Zenon Panoussis wrote:
> 
> Enda Cronnolly wrote:
> 
>> I would hazard a guess that you have either ran out of pre-configured 
>> available threads for esmtpd to listen on (in which case increasing the 
>> limits will help) or your system has run out of available resources to 
>> provide esmtpd with new threads. Its the only logical reason why esmtpd 
>> can't answer requests.
> 
> You might be right, but there's something with this reasoning that I don't
> grasp. Whatever resources courier has, small or big, it should be using and
> re-using. So let's say it can only start five threads; it would then do so,
> accept five connections, deal with them, close them down and then accept
> the next five.

Yes, it will do that.  However, when mail servers connect to courier's 
smtpd and send RCPT commands with invalid users (or any other error), 
smtpd starts tarpitting them -- after each failed command, it waits for 
an increasingly long period of time before it replies and reads more 
commands.  This feature of courier prevents dictionary attacks against 
your system.  In your case, the mail servers sending you backscatter 
continue to send commands for a long period, which means that it takes a 
long time for courier to free up slots for new connections.  What you're 
seeing is not a bug in courier.

> This is not the case though.

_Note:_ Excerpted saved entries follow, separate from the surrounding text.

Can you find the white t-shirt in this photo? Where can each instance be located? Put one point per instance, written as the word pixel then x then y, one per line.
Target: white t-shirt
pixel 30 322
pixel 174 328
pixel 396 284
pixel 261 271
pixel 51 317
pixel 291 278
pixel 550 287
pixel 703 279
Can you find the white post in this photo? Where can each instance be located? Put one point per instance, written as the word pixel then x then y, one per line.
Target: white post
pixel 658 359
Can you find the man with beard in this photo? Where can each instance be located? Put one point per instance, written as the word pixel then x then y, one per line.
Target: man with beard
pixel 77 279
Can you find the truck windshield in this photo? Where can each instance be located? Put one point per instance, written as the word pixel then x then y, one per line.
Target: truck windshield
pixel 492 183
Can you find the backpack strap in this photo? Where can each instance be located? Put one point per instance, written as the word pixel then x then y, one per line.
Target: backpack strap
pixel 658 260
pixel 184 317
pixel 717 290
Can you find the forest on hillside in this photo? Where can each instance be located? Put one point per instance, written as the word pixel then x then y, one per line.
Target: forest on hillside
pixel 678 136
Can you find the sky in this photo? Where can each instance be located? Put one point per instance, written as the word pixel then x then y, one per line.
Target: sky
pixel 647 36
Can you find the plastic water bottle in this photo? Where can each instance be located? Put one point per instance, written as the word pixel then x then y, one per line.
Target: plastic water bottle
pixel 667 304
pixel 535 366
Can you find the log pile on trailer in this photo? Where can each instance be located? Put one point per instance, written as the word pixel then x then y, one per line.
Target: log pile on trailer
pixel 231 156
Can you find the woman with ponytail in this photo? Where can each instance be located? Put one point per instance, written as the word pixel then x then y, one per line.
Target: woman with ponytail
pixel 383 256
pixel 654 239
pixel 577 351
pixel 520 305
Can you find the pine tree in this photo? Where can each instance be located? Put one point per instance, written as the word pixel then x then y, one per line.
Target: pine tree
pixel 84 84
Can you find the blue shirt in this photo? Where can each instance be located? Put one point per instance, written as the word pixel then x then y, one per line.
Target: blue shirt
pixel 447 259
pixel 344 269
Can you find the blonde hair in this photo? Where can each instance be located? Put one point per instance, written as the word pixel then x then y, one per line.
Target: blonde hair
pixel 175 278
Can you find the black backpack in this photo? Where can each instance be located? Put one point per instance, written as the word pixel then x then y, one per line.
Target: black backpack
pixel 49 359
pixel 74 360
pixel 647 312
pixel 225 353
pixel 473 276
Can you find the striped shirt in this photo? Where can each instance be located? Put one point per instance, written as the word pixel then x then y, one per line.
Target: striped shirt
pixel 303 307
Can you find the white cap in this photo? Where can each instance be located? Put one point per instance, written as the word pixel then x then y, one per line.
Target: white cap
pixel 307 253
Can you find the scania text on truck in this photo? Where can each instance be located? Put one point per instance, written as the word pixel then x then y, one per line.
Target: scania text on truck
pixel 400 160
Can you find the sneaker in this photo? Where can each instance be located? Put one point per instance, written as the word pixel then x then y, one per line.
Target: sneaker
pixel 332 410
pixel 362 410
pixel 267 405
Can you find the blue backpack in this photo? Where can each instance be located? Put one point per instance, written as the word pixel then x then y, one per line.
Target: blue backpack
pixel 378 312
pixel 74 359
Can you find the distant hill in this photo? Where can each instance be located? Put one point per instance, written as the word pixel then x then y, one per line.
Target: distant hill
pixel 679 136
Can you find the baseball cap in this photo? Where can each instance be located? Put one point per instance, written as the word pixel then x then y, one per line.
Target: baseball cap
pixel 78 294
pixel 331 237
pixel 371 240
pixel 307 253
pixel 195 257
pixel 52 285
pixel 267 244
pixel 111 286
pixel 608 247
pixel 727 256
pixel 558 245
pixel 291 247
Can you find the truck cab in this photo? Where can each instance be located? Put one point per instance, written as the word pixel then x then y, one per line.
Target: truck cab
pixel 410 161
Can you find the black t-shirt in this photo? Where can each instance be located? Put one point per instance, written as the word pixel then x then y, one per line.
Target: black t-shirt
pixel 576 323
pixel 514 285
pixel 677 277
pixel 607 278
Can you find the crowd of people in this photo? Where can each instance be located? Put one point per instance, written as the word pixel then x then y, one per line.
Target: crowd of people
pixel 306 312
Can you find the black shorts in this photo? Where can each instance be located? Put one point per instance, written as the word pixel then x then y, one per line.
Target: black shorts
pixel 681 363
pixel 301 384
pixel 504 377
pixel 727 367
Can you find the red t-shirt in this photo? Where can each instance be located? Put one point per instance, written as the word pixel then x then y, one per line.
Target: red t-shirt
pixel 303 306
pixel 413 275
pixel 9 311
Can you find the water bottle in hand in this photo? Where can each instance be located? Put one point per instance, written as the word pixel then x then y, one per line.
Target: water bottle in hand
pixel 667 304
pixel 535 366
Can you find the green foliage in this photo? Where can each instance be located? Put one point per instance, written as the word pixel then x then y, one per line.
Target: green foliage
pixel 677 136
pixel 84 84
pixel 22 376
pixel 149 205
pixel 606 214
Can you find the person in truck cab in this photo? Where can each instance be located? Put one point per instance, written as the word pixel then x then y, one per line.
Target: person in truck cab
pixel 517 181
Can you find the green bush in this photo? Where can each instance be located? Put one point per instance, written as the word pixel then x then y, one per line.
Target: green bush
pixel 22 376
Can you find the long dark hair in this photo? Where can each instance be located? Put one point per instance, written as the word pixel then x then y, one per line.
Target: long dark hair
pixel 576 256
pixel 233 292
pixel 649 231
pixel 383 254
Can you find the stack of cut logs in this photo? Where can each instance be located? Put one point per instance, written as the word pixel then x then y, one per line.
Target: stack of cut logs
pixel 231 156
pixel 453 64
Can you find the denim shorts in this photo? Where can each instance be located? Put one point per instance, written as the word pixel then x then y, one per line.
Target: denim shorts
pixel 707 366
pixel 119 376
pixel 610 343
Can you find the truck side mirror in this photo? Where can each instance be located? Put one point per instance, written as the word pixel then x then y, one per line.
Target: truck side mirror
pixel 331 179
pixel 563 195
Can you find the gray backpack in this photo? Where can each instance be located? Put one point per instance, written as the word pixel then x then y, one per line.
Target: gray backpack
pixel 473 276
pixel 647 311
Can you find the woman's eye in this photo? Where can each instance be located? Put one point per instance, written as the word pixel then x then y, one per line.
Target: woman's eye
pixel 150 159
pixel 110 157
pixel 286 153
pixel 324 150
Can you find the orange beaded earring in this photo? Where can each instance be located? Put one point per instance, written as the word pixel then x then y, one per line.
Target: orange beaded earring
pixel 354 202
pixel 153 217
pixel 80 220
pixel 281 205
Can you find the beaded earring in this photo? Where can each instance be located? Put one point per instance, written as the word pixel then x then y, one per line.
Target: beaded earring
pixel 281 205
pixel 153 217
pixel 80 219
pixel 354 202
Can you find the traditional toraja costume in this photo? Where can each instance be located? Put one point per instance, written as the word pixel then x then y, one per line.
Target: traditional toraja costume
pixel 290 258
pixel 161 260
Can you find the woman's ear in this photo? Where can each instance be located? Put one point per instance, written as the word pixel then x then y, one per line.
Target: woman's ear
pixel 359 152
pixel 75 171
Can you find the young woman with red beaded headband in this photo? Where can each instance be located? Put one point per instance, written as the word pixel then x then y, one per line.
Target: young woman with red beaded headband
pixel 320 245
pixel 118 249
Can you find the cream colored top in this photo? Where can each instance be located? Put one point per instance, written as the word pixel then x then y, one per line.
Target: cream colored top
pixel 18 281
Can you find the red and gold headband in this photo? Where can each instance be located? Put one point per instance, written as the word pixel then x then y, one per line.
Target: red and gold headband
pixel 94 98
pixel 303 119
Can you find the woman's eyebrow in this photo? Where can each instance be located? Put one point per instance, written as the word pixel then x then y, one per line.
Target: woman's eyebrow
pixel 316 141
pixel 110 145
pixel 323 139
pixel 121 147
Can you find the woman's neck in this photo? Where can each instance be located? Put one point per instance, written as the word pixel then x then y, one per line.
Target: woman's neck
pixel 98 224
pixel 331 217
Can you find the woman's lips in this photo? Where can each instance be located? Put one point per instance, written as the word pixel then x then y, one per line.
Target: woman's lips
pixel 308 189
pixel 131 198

What happens is that courier accepts n
> connections, deals with whatever is coming in on them (accepts it or bounces
> it), and then stops accepting new connections indefinitely, until restarted.
> This would suggest that the processes started are not properly terminated,
> because new ones should be started when the old ones finish, but are not.
> So either something is wrong with courier, or my understanding of how new
> processes are respawned is flawed.

You're simply wrong about what's happening.  You can see open 
connections with either 'netstat' or 'ps'.  Use 'tcpdump -A' or 
'ethereal' to watch traffic on those connections.

> Gordon Messmer wrote:
> 
>> You don't need more authdaemons, just more esmtpd processes.  Increase 
>> MAXDAEMONS, but not MAXPERC or MAXPERIP.
> 
> I've already been there. They are now 40, 5 and 5 respectively. The 40 seem
> to roughly correspond at the number of accepted connections after each 
> restart.
> But with the behaviour I see, increasing the daemons only leads to a higher
> number of initial connections before courier stops responding.

40 is the default -- pretty low.  I use 120 for low-traffic servers.